I have had a string of things that I went totally deep on to the point of only ignoring everything else and then dropped them. First it was computers and coding as a young teen; I became somewhat of a hacker. Then one day I was like… whatever. Moved on to chemistry and did some scary things teaching myself how to make things no 15 yo should be messing with. Dropped that too as I got bored with it. Then photography same level of nuts, dove in to the exclusion of all else. Though I did not get out of it cleanly, I has obligations, to feed my expensive habit I took on yearbook, paper, and senior class photographer. Had to finish out those obligations but it was miserable because I didn’t care about photography any longer. My last item due was the senior dinner dance slide show set to music. I did it and I was told it was awesome. It has been shown at every class reunion and a DVD of it was sold the last time for charity. After I finished it I never saw it; didn’t go to the dinner dance originally and I walk out when they show it at the reunions. College I did ChemE as a major…neither loved or hated it. After college it was SCUBA diving next and went to master diver as fast as you could… but then I have not done it in 15 yrs. Next Orchids, next Vegetable Gardening, now Guns… but getting toward bored. As for the job, I am still ok with engineering as a task but I have hated working as an engineer since 2 yrs after college, the last 22 years. I endure it to make a living, because I have to do something, and I am at least good at it and it has always been a cake walk for me. It has never been an obsession or passion. Wife is ok, still love her. Kids are ok, but I do not pour myself into them like my wife does. They are obviously her passion. As for me, I always hope one of my obsessions eventually becomes a passion but none do. In a way, kind of given up on finding something i would sacrifice for… other than frequent naps.

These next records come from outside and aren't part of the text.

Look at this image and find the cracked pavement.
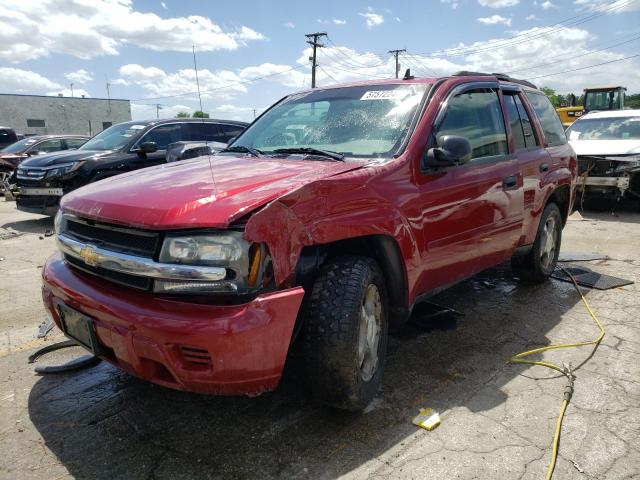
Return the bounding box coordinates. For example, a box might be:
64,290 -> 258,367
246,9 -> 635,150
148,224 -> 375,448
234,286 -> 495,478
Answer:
0,200 -> 640,480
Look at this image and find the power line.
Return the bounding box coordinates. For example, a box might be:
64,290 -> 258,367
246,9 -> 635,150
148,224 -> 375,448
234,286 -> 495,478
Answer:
529,53 -> 640,80
389,48 -> 407,78
504,31 -> 640,74
131,65 -> 306,102
305,32 -> 327,88
418,0 -> 638,57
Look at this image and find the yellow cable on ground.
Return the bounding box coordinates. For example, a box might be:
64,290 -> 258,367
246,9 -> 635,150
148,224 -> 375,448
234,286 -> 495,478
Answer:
509,267 -> 605,480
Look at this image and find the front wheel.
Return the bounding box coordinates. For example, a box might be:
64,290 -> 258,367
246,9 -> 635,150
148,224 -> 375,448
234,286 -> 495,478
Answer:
511,203 -> 562,283
303,256 -> 387,411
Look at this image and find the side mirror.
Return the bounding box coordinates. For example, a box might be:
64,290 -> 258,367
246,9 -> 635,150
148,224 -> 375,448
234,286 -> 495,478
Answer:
138,142 -> 158,153
420,135 -> 471,170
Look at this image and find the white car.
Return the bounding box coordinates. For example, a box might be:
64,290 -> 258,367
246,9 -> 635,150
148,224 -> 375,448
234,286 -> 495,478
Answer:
567,110 -> 640,199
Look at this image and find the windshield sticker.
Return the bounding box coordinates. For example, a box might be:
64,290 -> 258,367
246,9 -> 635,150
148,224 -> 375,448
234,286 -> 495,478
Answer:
360,88 -> 411,100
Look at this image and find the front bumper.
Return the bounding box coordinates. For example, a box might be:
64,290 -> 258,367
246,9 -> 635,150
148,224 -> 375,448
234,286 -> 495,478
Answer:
42,254 -> 304,395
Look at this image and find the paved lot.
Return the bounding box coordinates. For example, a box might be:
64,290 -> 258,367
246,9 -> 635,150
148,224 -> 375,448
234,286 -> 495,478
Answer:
0,197 -> 640,480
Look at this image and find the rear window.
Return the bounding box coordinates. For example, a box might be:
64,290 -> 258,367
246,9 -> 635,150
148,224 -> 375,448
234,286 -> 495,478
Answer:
527,92 -> 567,147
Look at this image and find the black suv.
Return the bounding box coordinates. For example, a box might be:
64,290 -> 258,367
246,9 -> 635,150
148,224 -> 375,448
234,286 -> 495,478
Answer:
15,118 -> 248,215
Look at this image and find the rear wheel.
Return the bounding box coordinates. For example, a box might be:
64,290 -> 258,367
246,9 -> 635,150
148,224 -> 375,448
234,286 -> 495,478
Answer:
303,256 -> 387,411
511,203 -> 562,283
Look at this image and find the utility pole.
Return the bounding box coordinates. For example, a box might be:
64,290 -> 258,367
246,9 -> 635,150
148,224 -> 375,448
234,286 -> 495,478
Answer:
305,32 -> 327,88
389,48 -> 407,78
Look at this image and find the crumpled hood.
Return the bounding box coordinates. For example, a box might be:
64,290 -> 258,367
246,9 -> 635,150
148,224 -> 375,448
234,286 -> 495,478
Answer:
569,140 -> 640,156
62,156 -> 361,230
20,150 -> 113,168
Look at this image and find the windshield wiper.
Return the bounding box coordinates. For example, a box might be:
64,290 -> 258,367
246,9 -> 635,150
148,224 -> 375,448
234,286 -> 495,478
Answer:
273,147 -> 344,162
220,145 -> 262,157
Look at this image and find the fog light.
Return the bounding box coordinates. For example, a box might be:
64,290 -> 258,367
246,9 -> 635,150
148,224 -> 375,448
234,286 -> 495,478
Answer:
153,280 -> 238,294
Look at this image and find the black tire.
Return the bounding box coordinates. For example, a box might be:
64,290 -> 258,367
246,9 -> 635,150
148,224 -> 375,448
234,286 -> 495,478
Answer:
511,203 -> 562,283
302,256 -> 388,411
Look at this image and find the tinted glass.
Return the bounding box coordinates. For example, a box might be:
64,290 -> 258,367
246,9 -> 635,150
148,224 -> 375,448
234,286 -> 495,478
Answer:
220,125 -> 244,143
80,123 -> 147,150
31,138 -> 62,152
504,95 -> 527,150
183,122 -> 223,142
436,89 -> 507,158
567,116 -> 640,141
138,123 -> 182,150
513,95 -> 538,148
66,138 -> 86,148
0,135 -> 38,153
527,92 -> 567,147
233,84 -> 428,157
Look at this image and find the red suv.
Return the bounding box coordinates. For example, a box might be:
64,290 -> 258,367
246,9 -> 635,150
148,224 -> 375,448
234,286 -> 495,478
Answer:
43,72 -> 577,410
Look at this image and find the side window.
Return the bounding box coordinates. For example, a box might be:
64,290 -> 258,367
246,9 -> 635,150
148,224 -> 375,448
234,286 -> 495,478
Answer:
527,92 -> 567,147
138,123 -> 180,150
185,122 -> 224,142
435,89 -> 508,159
66,138 -> 86,149
504,92 -> 527,150
513,95 -> 538,148
31,139 -> 62,152
220,125 -> 244,143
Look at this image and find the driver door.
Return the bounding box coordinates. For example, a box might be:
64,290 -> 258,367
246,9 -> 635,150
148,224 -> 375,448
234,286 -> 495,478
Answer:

Thanks for such a beautiful post…. I think u the inspiration for others bt I don’t know how many of Indians think about this
So very well written. You expressed your ideas so well. I always foolishly thought passion is what we love to do like a hobby. Your post opened my eyes to the passion concept better. Thank you!
Wow! I just discover this article after 8 years. Amazing work on articulating the difference between hobby and passion. I felt absolutely agree with this as I felt it in every sense of my being. What amazed me even more is that we have the same analogy on this. Passion is like the air that we breathes; we can’t see it but we know its there. During these COVID-19 lockdown period, I am forced to go clear my leave and I am compel to continue to work on my draft writing of the book about life. I have been putting it on hold, working on it on & off but more than ever I come to realise that ‘it never leave me’. I am clear of what exactly my passion now and I would very much love to finish what I have started. I hope to be in touch with you Jenika and I wish you all the best with your creative work. Love it! Regards, Bernie
A question striked my mind while reading a chapter on a passionate life. The question was ‘What is difference between hobbies, interests and passion. So I thought of browsing the same on google. This is the first web page that displayed and it cleared all my doubts in one go. I don’t feel a desire to search other pages as I am really satisfied with the explanation. The way it si explained is quite amazing. I just loved it. Thankx a lot dear writer.
Now I understand the meaning of the title of the movie, “The Passion of the Christ”. Well, I think I do.
And now I think I have a passion for photography. I started in late 2010 and have been doing it ever since. Even though I don’t make a lot of money, every spare penny I get goes into it. Every year I lose a lot of money on it, but I don’t mind. It’s probably a good thing to have a passion. If we didn’t life would probably be quite boring. A short, but nice thought-provoking article!
I have been travelling to identify my zone of zenious, your posts are really great, inspiring and given some clues. Thanks for sharing your views and thoughts.
Thank you for the wonderful explanation.